How Andrej Karpathy's AI Learns to Write Better Code, One Loop at a Time

Karpathy's loop-plan, generate, run, critique, patch-turns AI from guesswork into tested fixes. Start small, wire to CI and tests, track pass rates, and let iterations compound.

Published on: Mar 09, 2026
How Andrej Karpathy's AI Learns to Write Better Code, One Loop at a Time

Iterative Self-Improvement of Code: How AI Learns to Ship Better Software

Andrej Karpathy popularized a simple idea with big consequences: let the model write code, run it, critique itself, patch the code, and repeat. It's the same way a sharp engineer improves-just compressed into tight loops.

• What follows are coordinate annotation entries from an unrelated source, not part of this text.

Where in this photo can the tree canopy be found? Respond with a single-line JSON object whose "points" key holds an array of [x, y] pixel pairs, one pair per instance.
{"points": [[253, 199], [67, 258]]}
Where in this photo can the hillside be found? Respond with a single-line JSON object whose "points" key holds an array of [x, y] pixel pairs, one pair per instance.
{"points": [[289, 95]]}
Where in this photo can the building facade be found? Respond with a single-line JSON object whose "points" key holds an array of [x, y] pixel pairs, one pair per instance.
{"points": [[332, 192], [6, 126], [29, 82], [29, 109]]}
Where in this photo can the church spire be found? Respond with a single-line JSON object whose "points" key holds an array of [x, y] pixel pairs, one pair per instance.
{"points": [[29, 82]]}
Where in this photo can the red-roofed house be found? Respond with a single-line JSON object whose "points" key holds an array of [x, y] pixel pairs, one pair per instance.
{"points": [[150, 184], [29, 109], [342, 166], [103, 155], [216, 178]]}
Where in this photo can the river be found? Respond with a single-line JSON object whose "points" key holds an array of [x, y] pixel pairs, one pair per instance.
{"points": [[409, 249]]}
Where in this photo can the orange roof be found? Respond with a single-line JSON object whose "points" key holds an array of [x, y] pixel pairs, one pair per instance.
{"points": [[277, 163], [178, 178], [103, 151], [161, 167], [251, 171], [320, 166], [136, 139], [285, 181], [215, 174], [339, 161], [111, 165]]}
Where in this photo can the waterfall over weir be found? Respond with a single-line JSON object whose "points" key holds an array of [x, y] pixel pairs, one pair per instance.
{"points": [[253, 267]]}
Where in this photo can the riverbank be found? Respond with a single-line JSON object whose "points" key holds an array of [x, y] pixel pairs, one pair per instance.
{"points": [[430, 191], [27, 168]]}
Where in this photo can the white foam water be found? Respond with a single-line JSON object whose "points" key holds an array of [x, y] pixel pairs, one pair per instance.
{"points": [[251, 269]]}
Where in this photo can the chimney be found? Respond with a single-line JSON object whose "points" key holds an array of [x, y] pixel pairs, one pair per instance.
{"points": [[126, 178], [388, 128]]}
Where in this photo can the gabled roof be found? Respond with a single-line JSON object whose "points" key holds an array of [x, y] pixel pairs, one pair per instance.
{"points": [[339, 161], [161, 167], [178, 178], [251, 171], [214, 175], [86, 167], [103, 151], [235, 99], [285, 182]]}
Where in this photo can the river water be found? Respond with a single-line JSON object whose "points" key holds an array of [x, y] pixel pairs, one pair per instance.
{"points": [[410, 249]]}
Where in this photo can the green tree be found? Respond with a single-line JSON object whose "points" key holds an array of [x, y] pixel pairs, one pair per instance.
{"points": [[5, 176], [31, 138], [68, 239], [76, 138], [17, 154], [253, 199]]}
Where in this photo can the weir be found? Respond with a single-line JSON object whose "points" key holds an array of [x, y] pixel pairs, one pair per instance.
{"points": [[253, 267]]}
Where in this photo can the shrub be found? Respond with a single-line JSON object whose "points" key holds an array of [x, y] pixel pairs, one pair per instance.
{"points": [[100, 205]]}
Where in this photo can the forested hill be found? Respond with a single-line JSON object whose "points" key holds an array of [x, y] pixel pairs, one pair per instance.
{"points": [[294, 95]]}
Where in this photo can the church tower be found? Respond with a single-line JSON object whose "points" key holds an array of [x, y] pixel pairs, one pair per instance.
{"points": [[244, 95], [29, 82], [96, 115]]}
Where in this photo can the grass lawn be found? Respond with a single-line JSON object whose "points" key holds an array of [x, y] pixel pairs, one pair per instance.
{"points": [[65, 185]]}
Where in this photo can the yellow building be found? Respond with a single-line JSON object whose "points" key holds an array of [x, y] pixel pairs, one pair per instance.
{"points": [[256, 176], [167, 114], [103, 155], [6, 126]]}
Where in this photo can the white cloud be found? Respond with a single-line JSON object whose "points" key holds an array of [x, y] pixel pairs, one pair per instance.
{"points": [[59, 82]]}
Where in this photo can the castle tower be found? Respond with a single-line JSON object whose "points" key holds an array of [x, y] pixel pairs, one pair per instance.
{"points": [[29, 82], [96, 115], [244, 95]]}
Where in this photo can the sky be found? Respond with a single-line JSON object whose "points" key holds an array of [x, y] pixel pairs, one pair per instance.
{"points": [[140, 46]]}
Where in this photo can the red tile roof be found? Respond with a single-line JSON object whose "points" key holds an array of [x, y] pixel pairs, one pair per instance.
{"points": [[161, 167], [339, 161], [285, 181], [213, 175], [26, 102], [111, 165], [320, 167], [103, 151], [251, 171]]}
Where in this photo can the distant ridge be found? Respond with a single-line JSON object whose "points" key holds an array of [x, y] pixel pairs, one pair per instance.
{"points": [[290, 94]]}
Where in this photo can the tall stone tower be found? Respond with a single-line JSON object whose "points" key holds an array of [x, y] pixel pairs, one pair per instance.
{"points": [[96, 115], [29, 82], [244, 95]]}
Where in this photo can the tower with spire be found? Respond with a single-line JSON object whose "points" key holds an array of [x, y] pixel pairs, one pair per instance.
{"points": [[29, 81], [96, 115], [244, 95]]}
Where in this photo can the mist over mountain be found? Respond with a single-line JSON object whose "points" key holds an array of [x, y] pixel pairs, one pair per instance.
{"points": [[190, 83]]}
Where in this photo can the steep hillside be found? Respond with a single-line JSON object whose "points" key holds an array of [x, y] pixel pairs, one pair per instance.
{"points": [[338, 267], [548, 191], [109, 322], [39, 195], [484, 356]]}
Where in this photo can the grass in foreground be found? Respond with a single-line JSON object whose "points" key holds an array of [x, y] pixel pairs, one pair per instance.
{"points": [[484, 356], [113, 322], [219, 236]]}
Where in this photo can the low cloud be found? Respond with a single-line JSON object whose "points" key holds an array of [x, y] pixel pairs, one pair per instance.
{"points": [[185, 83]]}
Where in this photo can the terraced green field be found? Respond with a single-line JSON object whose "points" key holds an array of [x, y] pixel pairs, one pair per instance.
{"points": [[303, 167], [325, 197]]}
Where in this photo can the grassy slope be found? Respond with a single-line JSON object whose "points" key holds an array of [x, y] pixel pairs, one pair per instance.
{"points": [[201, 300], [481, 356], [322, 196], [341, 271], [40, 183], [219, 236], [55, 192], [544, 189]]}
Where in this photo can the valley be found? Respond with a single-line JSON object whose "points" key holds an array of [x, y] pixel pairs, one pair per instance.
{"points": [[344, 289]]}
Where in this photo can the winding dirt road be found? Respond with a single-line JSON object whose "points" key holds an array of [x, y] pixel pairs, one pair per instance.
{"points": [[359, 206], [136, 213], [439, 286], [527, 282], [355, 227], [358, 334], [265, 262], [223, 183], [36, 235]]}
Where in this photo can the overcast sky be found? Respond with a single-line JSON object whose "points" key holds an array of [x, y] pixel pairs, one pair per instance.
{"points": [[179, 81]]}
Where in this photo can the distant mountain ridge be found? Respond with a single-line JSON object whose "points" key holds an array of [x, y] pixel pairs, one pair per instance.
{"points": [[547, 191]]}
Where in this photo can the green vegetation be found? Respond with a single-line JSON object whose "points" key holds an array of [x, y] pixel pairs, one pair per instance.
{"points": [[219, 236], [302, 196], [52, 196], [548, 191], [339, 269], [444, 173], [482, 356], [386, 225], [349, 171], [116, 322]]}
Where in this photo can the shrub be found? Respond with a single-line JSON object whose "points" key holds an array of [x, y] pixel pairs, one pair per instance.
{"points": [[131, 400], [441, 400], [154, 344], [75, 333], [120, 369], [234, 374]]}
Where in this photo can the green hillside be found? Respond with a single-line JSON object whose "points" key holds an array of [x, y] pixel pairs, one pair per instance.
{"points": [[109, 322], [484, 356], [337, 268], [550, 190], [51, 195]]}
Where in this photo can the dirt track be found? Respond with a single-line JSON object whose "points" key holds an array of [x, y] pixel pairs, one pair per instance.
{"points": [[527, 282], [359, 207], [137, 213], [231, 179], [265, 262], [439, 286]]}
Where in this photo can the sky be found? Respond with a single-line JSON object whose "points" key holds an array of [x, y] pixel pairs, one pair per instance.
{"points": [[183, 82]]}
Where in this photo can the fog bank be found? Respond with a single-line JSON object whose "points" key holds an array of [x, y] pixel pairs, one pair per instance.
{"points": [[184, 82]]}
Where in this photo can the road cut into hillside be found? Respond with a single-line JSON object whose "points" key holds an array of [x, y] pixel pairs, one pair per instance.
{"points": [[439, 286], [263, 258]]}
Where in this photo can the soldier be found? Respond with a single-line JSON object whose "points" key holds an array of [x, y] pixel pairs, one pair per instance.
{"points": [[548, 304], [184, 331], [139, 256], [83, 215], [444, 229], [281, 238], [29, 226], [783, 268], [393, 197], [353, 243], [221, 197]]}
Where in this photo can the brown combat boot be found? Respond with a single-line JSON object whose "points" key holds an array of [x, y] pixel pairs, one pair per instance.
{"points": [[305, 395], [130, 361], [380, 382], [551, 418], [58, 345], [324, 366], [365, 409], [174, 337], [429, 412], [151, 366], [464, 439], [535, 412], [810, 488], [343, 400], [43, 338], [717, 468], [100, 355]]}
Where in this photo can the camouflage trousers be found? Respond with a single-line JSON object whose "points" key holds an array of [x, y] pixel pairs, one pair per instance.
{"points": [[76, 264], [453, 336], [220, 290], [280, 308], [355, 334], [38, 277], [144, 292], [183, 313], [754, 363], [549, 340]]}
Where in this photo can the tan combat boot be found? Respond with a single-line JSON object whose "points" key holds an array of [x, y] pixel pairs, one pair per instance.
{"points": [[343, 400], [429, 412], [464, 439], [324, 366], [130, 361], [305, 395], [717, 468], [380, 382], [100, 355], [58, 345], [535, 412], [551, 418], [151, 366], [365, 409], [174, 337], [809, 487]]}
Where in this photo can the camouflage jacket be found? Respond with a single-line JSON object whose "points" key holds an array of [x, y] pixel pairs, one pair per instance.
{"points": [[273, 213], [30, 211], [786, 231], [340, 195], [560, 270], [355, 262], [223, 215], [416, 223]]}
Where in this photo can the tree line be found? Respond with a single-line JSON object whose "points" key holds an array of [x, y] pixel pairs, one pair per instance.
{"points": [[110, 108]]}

For general, IT, and development roles, this loop isn't theory. It's a practical system you can bolt onto your workflow to reduce bugs, speed up maintenance, and move from "suggested code" to "proven fixes."

The core loop

  • Plan: State the goal, constraints, and acceptance criteria.
  • Generate: Produce the smallest change that could work.
  • Run: Execute tests, static checks, and example scripts in a sandbox.
  • Critique: Read failures, trace logs, and diffs; summarize root cause.
  • Patch: Apply a targeted fix; avoid scope creep.
  • Repeat: Stop when criteria are met or a max-iteration cap hits.

What makes it work

  • Tests are the truth: High-signal unit/integration tests translate intent into pass/fail feedback.
  • Deterministic environment: Containerized runs, pinned deps, seeded randomness.
  • Clear reward signal: Test pass rate, lints, type checks, and performance gates.
  • Context and memory: Relevant files, failing traces, and prior attempts-not the whole repo dump.
  • Safety rails: Write to branches, run in ephemeral sandboxes, and require human review for merges.

Set this up in your team this week

  • Pick a scope: Start with bug fixing, flaky tests, or boilerplate migrations-bounded, testable work.
  • Toolchain: CI-accessible container, unit tests, static analysis, type checks, and a scriptable runner.
  • Evaluator: One command that returns pass/fail, failing tests, and key metrics as machine-readable output.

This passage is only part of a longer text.